Dr Nahman-Averbuch is a postdoctoral research fellow at Cincinnati Children’s Hospital. Her current research focuses on hormonal and neural changes during puberty and their effect on pain.

References

  1. Global, regional, and national burden of neurological disorders during 1990-2015: a systematic analysis for the Global Burden of Disease Study 2015. Lancet Neurol, 2017. 16(11): p. 877-897.
  2. Lipton, R.B. and S.D. Silberstein, Episodic and chronic migraine headache: breaking down barriers to optimal treatment and prevention. Headache, 2015. 55 Suppl 2: p. 103-22; quiz 123-6.
  3. Lipton, R.B., et al., Migraine prevalence, disease burden, and the need for preventive therapy. Neurology, 2007. 68(5): p. 343-9.
  4. Goadsby, P.J., et al., Pathophysiology of Migraine: A Disorder of Sensory Processing. Physiol Rev, 2017. 97(2): p. 553-622.

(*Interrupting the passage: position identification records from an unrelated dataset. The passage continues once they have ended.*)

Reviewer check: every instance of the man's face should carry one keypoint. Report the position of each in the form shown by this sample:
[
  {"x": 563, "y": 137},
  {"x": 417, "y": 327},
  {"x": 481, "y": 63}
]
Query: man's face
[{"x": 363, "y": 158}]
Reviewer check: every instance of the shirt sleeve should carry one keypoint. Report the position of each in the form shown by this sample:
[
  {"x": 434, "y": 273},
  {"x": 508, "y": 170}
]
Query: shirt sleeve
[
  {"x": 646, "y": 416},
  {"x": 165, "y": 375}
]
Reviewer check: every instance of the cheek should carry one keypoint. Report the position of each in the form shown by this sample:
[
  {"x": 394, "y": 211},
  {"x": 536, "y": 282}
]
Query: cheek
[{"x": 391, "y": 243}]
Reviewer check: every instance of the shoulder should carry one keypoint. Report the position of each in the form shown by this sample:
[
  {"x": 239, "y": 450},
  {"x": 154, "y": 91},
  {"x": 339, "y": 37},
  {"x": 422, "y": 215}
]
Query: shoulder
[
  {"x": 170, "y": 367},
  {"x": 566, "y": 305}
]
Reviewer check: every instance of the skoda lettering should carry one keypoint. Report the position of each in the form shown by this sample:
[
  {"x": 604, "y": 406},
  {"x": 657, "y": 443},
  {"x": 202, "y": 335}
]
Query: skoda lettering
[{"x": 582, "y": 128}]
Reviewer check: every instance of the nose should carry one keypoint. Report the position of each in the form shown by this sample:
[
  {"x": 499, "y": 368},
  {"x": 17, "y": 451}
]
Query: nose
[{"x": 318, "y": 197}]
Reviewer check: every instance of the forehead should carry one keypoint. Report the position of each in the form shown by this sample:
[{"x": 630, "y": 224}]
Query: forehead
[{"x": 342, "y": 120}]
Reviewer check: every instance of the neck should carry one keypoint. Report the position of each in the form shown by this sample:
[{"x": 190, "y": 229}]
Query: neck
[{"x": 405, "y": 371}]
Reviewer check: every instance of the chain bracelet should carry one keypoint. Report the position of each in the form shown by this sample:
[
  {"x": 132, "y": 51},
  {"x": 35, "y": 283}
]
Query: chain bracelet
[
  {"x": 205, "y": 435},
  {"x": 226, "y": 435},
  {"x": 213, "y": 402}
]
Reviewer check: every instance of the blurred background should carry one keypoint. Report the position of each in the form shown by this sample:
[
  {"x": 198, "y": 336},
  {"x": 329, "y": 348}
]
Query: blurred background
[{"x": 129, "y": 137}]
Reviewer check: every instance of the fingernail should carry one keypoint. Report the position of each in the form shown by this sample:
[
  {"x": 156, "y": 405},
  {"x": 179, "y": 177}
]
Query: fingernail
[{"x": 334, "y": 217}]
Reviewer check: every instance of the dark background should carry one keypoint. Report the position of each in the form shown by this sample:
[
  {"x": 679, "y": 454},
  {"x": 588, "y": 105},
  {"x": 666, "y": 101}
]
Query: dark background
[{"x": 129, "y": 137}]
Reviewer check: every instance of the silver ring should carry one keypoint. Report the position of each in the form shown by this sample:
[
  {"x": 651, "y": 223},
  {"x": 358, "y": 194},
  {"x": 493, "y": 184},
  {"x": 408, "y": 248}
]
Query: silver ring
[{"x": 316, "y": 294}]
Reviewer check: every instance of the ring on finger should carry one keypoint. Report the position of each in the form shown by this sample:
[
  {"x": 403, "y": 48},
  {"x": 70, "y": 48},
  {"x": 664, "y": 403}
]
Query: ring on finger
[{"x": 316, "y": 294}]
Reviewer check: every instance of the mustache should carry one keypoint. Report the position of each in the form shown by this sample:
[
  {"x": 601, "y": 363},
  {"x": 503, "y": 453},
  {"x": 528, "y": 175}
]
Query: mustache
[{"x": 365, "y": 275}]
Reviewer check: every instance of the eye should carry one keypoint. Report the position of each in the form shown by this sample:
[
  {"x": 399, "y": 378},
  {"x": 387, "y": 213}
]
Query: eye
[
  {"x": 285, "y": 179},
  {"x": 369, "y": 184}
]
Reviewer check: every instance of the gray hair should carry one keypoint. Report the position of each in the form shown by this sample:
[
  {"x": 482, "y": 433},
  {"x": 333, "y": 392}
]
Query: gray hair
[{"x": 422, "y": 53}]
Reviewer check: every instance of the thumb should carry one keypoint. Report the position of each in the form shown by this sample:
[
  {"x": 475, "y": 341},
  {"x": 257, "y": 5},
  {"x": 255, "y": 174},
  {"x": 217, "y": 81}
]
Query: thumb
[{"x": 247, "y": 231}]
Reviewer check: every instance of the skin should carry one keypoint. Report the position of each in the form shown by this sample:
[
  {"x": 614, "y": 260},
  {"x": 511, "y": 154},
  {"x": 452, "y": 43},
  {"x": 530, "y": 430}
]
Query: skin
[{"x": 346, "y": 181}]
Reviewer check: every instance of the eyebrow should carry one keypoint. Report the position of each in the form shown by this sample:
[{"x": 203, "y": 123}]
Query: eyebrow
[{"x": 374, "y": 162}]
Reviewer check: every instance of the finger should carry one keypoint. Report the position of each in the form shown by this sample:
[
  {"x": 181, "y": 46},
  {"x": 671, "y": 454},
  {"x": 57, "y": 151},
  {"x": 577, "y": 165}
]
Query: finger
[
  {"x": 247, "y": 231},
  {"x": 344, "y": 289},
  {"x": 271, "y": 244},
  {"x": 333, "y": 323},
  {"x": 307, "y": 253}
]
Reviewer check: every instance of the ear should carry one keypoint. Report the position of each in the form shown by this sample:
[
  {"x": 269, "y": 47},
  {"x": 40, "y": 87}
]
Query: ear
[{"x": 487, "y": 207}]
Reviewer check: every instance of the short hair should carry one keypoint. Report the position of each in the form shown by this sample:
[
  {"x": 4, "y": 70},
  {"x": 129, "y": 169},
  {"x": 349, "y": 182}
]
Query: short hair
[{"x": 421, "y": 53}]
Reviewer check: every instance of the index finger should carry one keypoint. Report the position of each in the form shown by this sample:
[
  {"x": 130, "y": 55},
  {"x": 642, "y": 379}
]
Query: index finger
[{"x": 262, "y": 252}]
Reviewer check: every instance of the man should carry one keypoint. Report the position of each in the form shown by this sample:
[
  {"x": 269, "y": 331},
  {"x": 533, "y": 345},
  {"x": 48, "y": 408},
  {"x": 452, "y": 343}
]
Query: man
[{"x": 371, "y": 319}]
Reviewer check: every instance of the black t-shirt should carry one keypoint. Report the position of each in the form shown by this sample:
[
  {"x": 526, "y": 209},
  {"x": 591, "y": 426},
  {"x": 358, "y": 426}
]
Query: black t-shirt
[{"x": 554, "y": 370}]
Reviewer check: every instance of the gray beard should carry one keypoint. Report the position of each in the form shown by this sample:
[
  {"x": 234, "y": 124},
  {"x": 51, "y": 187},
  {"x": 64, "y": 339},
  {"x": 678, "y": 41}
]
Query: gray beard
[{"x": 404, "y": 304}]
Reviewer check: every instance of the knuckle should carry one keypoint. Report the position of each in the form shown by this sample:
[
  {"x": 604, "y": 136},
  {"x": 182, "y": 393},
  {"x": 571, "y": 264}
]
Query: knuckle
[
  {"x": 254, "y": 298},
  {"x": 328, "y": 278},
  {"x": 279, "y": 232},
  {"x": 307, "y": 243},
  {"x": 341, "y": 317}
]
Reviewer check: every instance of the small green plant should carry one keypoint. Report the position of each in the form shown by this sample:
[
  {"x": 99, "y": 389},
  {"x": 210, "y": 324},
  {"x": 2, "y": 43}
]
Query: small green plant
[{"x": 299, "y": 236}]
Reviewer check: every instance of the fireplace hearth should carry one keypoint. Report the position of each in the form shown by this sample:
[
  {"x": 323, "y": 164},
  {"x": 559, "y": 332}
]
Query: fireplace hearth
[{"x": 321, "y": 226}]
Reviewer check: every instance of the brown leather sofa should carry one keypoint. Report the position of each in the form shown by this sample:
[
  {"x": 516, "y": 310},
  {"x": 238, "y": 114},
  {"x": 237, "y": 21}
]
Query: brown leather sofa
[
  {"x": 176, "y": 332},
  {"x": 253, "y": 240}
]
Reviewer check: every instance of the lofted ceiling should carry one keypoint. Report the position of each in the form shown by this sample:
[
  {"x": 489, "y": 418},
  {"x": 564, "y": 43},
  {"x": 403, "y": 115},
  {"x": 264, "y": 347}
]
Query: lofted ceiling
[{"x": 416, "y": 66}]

  5. Krogh, A.B., B. Larsson, and M. Linde, Prevalence and disability of headache among Norwegian adolescents: A cross-sectional school-based study. Cephalalgia, 2015. 35(13): p. 1181-91.
  6. Vetvik, K.G. and E.A. MacGregor, Sex differences in the epidemiology, clinical features, and pathophysiology of migraine. Lancet Neurol, 2017. 16(1): p. 76-87.
  7. Nahman-Averbuch, H., et al., Quantitative sensory testing in patients with migraine: a systemic review and meta-analysis. Pain, 2018.
  8. Metsahonkala, L., et al., Extracephalic tenderness and pressure pain threshold in children with headache. Eur J Pain, 2006. 10(7): p. 581-5.
  9. Zohsel, K., et al., Altered pain processing in children with migraine: an evoked potential study. Eur J Pain, 2008. 12(8): p. 1090-101.
  10. Zohsel, K., et al., Quantitative sensory testing in children with migraine: preliminary evidence for enhanced sensitivity to painful stimuli especially in girls. Pain, 2006. 123(1-2): p. 10-8.
  11. Ferracini, G.N., et al., A comparison pressure pain threshold in pericranial and extracephalic regions in children with migraine. Pain Med, 2014. 15(4): p. 702-9.
  12. de Tommaso, M., et al., Laser-evoked potential habituation and central sensitization symptoms in childhood migraine. Cephalalgia, 2016. 36(5): p. 463-73.